S2^2R: Teaching LLMs to Self-verify and Self-correct via Reinforcement Learning

Introduction

The paper "S2^2R: Teaching LLMs to Self-verify and Self-correct via Reinforcement Learning" addresses a critical challenge in the domain of LLMs concerning their reasoning capabilities. While LLMs show promise in various tasks, enhancing their deep thinking abilities remains complex, particularly for smaller models or models that are less resource-intensive. The proposed framework, S2^2r, provides an efficient alternative to address this gap by focusing on self-verification and self-correction mechanisms incorporated during inference. It leverages a combination of supervised fine-tuning and reinforcement learning to achieve significant improvements in reasoning accuracy without extensive resources or data.

Methodology

Behavior Initialization

The methodology involves a two-stage training process. Initially, the behavior of LLMs is initialized through supervised fine-tuning (SFT) using a specifically curated dataset of 3.1k samples that teach the models self-verifying and self-correcting behaviors. This dataset is constructed via prompting and sampling from existing model responses, focusing on capturing diverse reasoning trajectories through both "problem-solving" and "confirmative" verification methods.

Reinforcement Learning

Subsequently, the reasoning capabilities are enhanced through reinforcement learning (RL). The RL strategy comprises both outcome-level and process-level RL, allowing models to focus on the correctness of both solutions and intermediate reasoning steps. The framework introduces offline RL as a scalable alternative to traditional online training, utilizing rule-based rewards and baseline estimations informed by accuracy bins. Figure 1

Figure 1: Overview of S2^2r.

Experiments and Results

The effectiveness of S2^2r was validated across seven mathematical benchmarks, demonstrating significant improvements over baseline LLMs, including models such as Llama-3.1-8B-Instruct, Qwen2-7B-Instruct, and Qwen2.5-Math-7B. Notably, the Qwen2.5-Math-7B model exhibited a substantial increase in accuracy from 51.0% to 81.6% on the MATH500 test set. These performance gains were achieved with optimized use of resources, showcasing S2^2r's efficiency.

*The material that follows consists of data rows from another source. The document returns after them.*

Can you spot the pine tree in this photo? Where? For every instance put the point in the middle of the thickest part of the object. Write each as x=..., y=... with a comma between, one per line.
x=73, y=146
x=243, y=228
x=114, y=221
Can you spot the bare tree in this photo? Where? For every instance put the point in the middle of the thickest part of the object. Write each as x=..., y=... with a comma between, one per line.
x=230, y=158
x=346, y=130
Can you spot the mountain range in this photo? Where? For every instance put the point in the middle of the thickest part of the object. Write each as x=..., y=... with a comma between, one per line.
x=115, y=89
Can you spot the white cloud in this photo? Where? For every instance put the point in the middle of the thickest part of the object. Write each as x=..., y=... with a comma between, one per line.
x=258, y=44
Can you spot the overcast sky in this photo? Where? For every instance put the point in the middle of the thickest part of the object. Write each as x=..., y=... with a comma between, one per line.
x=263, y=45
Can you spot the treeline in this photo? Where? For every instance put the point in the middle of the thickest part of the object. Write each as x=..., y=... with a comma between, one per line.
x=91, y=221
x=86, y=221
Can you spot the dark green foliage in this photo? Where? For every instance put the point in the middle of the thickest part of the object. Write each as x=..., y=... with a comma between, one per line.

A comparison was made between the S2^2r framework and alternative methods, such as long-CoT data distillations and competitive model baselines. S2^2r consistently delivered superior accuracy, particularly in complex reasoning tasks where test-time computation was effectively scaled. Figure 2

Figure 2: The data efficiency of S2^2r compared to competitive methods, with all models initialized from Qwen2.5-Math-7B.

Analysis of Self-Verification and Self-Correction

Analytical experiments highlighted the impact of verification methods on overall performance. The paper critiques "problem-solving" verification's bias during LLM reasoning processes, advocating for the more balanced "confirmative" verification approach despite its generally lower raw accuracy. Both RL methodologies were found to enhance the self-correction from incorrect to correct states significantly, while reducing the reverse, ensuring stable outputs in challenging scenarios. Figure 3

Figure 3

Figure 3: Evaluation on verification and correction.

Generalizability and Cross-domain Application

Beyond mathematical reasoning, experiments demonstrated the framework's applicability to cross-domain tasks such as logical reasoning and strategy question answering (StrategyQA). The generalizability of self-verifying and self-correcting paradigms suggests potential integrations into broader AI domains requiring intricate understanding and decision-making capabilities. Figure 4

Figure 4: StrategyQA Case.

Conclusion

S2^2r stands as a robust framework enabling efficient enhancement of LLM reasoning through structured self-verification and self-correction mechanisms. Its scalable methodologies, including offline RL, provide a significant leap forward in making advanced reasoning accessible to smaller or less resource-intensive models. Future exploration may involve integrating this approach across diverse AI challenges, extending the benefits of deep reasoning to a broader set of applications.